By the end of the upcoming week it may be clear if is the next Euro country to join the bailed-outs, (Greece and Ireland).  Portugal is reported to be under pressure – just as Ireland was – to accept a bailout package within the coming weeks, and the outcome of Friday’s EU meeting could decide whether it will join the European bailout camp or not.

“An impending rate rise from the European Central Bank won’t make its refinancing task any easier.”

Gavan Nolan


Expectations amongst market participants are high before the important EU meetings on March 11,  and particularly; March 24, The hope is that the EU leaders finally will come up with an EFSF that fits the  purpose, and address the underlying solvency issues of the euro zone. However, these hopes seem to have dwindled over the last two weeks due to Germany hardening its stance.

Investors are all too aware that the European sovereign debt crisis is far from resolved:

Sovereign spreads tightened earlier this year after the ECB intervened in the government bond market. But the improvement was also driven by hopes that the EU was finally becoming less reactive in its approach to tackling the crisis, according to last weeks market summary by Markit Credit Research.

“Portugal is thought to be under pressure to accept a bailout in the coming weeks. An impending rate rise from the ECB won’t make its refinancing task any easier. The outcome of next Friday’s meeting could decide whether it joins Greece and Ireland in the bailout camp,” analyst Gavan Nolan at Markit writes.

However, Libya, Middle-Eeast and rising oil prices are likely to disturb the shaky markets even more in the near future.

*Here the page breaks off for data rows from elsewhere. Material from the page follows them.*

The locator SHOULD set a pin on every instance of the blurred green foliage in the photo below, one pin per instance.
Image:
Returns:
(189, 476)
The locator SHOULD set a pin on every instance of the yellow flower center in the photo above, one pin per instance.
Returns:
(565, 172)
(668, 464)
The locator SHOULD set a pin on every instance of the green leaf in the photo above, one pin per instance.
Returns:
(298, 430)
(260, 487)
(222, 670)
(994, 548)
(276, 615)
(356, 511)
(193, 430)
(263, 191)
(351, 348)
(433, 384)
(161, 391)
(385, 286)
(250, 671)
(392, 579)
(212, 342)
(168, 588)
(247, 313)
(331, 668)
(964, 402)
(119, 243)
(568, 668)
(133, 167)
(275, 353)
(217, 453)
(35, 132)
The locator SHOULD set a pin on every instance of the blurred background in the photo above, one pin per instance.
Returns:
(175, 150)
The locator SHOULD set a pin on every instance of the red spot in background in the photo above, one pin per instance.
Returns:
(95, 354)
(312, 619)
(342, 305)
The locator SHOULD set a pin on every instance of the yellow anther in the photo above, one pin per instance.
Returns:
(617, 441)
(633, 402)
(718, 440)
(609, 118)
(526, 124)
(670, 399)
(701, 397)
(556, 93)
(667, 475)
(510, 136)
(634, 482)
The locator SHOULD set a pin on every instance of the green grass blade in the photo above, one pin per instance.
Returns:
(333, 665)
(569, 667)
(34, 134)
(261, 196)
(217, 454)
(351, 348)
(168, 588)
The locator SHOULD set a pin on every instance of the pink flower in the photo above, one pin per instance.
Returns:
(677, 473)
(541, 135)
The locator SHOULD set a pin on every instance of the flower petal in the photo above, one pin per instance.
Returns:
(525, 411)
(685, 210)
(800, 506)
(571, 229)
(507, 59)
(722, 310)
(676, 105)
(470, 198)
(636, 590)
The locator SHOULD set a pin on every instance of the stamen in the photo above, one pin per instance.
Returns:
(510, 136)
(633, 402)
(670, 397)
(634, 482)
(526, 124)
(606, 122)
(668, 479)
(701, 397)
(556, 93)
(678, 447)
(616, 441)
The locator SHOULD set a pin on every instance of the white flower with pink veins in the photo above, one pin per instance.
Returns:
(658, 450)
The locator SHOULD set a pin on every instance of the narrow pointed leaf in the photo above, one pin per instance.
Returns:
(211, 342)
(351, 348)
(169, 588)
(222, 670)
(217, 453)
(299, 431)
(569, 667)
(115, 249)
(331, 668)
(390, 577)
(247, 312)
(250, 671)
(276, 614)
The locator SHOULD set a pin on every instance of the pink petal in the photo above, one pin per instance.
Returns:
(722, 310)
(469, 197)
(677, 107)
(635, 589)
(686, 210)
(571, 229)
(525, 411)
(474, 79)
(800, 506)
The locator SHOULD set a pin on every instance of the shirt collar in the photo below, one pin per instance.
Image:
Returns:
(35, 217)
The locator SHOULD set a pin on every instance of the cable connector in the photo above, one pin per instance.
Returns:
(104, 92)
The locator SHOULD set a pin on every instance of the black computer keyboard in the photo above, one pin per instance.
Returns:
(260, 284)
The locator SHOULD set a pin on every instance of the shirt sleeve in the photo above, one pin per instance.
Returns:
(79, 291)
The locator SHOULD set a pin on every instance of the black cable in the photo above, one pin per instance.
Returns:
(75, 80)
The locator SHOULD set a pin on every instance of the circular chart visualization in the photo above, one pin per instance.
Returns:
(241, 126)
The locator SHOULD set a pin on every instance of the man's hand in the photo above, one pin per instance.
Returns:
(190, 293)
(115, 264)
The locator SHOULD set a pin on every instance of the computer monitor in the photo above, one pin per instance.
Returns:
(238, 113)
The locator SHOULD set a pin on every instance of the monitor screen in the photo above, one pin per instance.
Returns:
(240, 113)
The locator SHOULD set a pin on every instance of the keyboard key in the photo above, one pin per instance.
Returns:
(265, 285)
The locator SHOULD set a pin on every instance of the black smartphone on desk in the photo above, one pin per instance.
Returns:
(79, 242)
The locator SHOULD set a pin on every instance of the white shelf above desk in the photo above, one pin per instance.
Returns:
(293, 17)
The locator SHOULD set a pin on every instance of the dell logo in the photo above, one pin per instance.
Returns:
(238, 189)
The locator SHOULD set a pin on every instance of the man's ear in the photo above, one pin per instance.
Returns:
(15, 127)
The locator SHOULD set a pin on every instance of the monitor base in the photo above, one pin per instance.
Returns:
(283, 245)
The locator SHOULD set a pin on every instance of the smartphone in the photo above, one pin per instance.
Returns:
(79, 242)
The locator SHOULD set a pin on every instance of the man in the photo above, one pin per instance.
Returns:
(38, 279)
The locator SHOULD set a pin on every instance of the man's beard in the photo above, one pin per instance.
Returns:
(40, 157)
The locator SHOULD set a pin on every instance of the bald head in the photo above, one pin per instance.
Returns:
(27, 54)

Oil, who has been the cause of several recessions during the last 40 years, still has had a significant bearing on trading sentiment

Right now there is two conflicting forces vying for influence over the credit markets, Nolan points out.

“The price of crude has fluctuated between $112 and $118 a barrel in response to events in the Middle East and North Africa. Libya appears to in the early stages of a civil war, with today being called a “Friday of Freedom” by anti-Gaddafi protesters. Government forces have launched counter-attacks on the rebels, and the air force have launched an offensive against Brega, home to Libya’s second-largest largest hydrocarbons centre. Oil supply has been seriously curtailed and this has placed upward pressure on the oil price,” he writes.

“But the pressure is relieved by a belief that Saudi Arabia can and will step into the breach. Saudi has by far the largest reserves in the world and there is no question that it can fulfil this role if necessary. However, Saudi has its own problems, not least the Shia/Sunni strife in its smaller neighbour Bahrain. This has the potential to spill over into Saudi, where 10%-15% of the population is Shia. There is talk of a “Marshall Plan” in the Gulf Cooperation Council (GCC) states. Whether this would be enough to stave off the unrest spreading through the region remains to be seen,” Nolan concludes.

But the influence of oil was somehow offset last week by other economic news.

Data release after data release has pointed towards a brisk pace of growth for the developed economies.

Leading indicators for the manufacturing and services sectors on both sides of the Atlantic provided further indications, and Friday’s US non-farm payrolls, where 192,000 jobs were added, seems to confirm the picture.

The two forces of rising oil prices and growing economies cancelled each other and left spreads more or less flat on the week, according to Markit Financial Information.

But the Markit iTraxx Europe at 99.5 basis points is still about 16 bp’s wider than the Markit CDX IG – a basis that opened up in Q2 2010 and expanded through the second-half of the year.

“The reason for the difference will play a major part in shaping spread direction over the coming months,” Gavan Nolan writes.